American Journal of Physiology-renal Physiology | 2013
Robert J. Walker; John P. Leader; Jennifer J. Bedford; Glenda C. Gobe; Gerard Davis; Frederiek E. Vos; Sylvia deJong; John Schollum
There is a lack of suitable animal models that replicate the slowly progressive chronic interstitial fibrosis that is characteristic of many human chronic nephropathies. We describe a chronic long-term (6-mo) model of lithium-induced renal fibrosis, with minimal active inflammation, which mimics chronic kidney interstitial fibrosis seen in the human kidney. Rats received lithium via their chow (60 mmol lithium/kg food) daily for 6 mo. No animals died during the exposure. Nephrogenic diabetes insipidus was established by 3 wk and persisted for the 6 mo. Following metabolic studies, the animals were killed at 1, 3, and 6 mo and the kidneys were processed for histological and immunohistochemical studies. Progressive interstitial fibrosis, characterized by increasing numbers of myofibroblasts, enhanced transforming growth factor-β(1) expression and interstitial collagen deposition, and a minimal inflammatory cellular response was evident. Elucidation of the underlying mechanisms of injury in this model will provide a greater understanding of chronic interstitial fibrosis and allow the development of intervention strategies to prevent injury.
Nephrology | 2012
Linda Berney-Meyer; Tracey Putt; John Schollum; Robert J. Walker
N‐benzylpiperazine (BZP) is the active ingredient in recreational ‘party’ pills with a stimulant, euphoric mechanism of action akin to that of 3,4‐methylenedioxymethamphetamine (MDMA or ecstasy). Many people (ab)use BZP‐based party pills usually without any significant toxic effects.
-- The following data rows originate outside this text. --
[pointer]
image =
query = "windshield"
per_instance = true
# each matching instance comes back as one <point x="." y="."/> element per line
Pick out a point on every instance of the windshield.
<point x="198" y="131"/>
However, nephrotoxicity secondary to hyperthermia and rhabdomyolysis has been reported. Another serious renal‐related side‐effect is hyponatraemia with acute cerebral oedema. There is also evidence that these agents may have a specific toxic effect producing acute kidney injury. Thus, acute kidney injury either direct or secondary to the effects of BZP or MDMA need to be considered when any individual presents with symptoms of a recreational party drug overdose.